“Very well; I won’t mention him to her … at present.” And he gave her rather a grim little smile.
Though the orchard had been stripped of its fruit, what with the red and yellow leaves, and the marvelous ruby-red of the lateral branches of the peach trees there was colour enough in the background of the old grey herm, and, in addition, there twisted around him the scarlet and gold of a vine.
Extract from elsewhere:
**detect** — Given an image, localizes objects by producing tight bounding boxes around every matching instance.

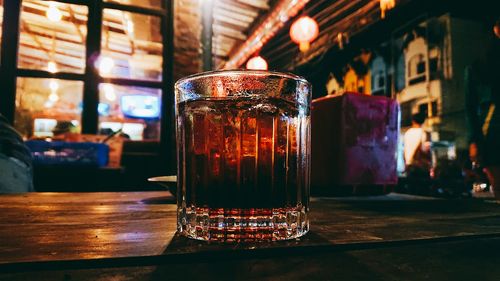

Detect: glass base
[177,203,309,242]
“I often think he’s the spirit of the farm,” said Hazel shyly, looking to see if Master Nathaniel was admiring her old stone friend. To her amazement, however, as soon as his eyes fell on it he clapped his hand against his thigh, and burst out laughing.
“By the Sun, Moon and Stars!” he cried, “here’s the answer to Portunus’s riddle: ‘the tree yet not a tree, the man yet not a man,’ ” and he repeated to Hazel the one consecutive sentence that Portunus had managed to enunciate.
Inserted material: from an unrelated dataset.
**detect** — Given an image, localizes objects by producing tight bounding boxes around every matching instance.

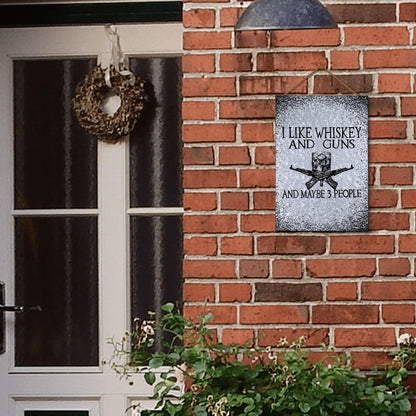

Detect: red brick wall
[183,0,416,368]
“ ‘Who has no arms and yet can strike, who is dumb and yet can tell secrets,’ ” she repeated after him. “Can you strike and tell secrets, old friend?” she asked whimsically, stroking the grey lichened stone. And then she blushed and laughed as if to apologize for this exhibition of childishness.
With country hospitality Hazel presumed that their uninvited guest had come to spend several days at the farm, and accordingly she had his horse taken to the stables and ordered the best room to be prepared for his use.
The widow, too, gave him a hearty welcome, when he came down to the midday meal in the big kitchen.
When they had been a few minutes at table, Hazel said, “Oh, granny, this gentleman has just come from the farm near Moongrass, where little Master Chanticleer and young Hempen have gone. And he says they were both of them blooming, and sent us kind messages.”
“Yes,” said Master Nathaniel cheerfully, ever ready to start romancing, “my old friend the farmer is delighted with them. The talk in Lud was that little Chanticleer had been ill, but all I can say is, you must have done wonders for him—his face is as round and plump as a Moongrass cheese.”
“Well, I’m glad you’re pleased with the young gentleman’s looks, sir,” said the widow in a gratified voice. But in her eyes there was the gleam of a rather disquieting smile.
Dinner over, the widow and Hazel had to go and attend to their various occupations, and Master Nathaniel went and paced up and down in front of the old house, thinking. Over and over again his thoughts returned to the odd old man, Portunus.
Was it possible that he had really once been Diggory Carp, and that he had returned to his old haunts to try and give a message?
It was characteristic of Master Nathaniel that the metaphysical possibilities of the situation occupied him before the practical ones. If Portunus were, indeed, Diggory Carp, then these stubble-fields and vineyards, these red and golden trees, would be robbed of their peace and stability. For he realized at last that the spiritual balm he had always found in silent things was simply the assurance that the passions and agonies of man were without meaning, roots, or duration—no more part of the permanent background of the world than the curls of blue smoke that from time to time were wafted through the valley from the autumn bonfires of weeds and rubbish, and that he could see winding like blue wraiths in and out of the foliage of the trees.
Yes, their message, though he had never till now heard it distinctly, had always been that Fairyland was nothing but delusion—there was life and death, and that was all. And yet, had their message always comforted him? There had been times when he had shuddered in the company of the silent things.
“Aye, aye,” he murmured dreamily to himself, and then he sighed.
But he had yielded long enough to vain speculations—there were things to be done. Whether Portunus were the ghost of Diggory Carp or merely a doited old weaver, he evidently knew something that he wanted to communicate—and it was connected with the orchard herm. Of course, it might have nothing whatever to do with the murder of the late farmer Gibberty, but with the memory of the embroidered slipper fresh in his mind, Master Nathaniel felt it would be rank folly to neglect a possible clue.
He went over in his mind all the old man’s words. “Dig, dig,” … that word had been the ever recurring burden.
Then he had a sudden flash of inspiration—why should not the word be taken in its primary meaning? Why, instead of the first syllable of Diggory Carp, should it not be merely and order to dig … with a spade or a shovel? In that case it was clear that the place to dig in was under the herm. And he decided that he would do so as soon as an opportunity presented itself.
XXIII
The Northern Firebox and Dead Men’s Tales
That night Hazel could not get to sleep. Perhaps this was due to having noticed something that afternoon that made her vaguely uneasy. The evenings were beginning to be chilly, and, shortly before supper, she had gone up to Master Nathaniel’s room to light his fire. She found the widow and one of the maidservants there before her, and, to her surprise, they had brought down from the attic an old charcoal stove that had lain there unused for years, for Dorimare was a land of open fires, and stoves were practically unknown. The widow had brought the stove to the farm on her marriage, for, on her mother’s side, she had belonged to a race from the far North.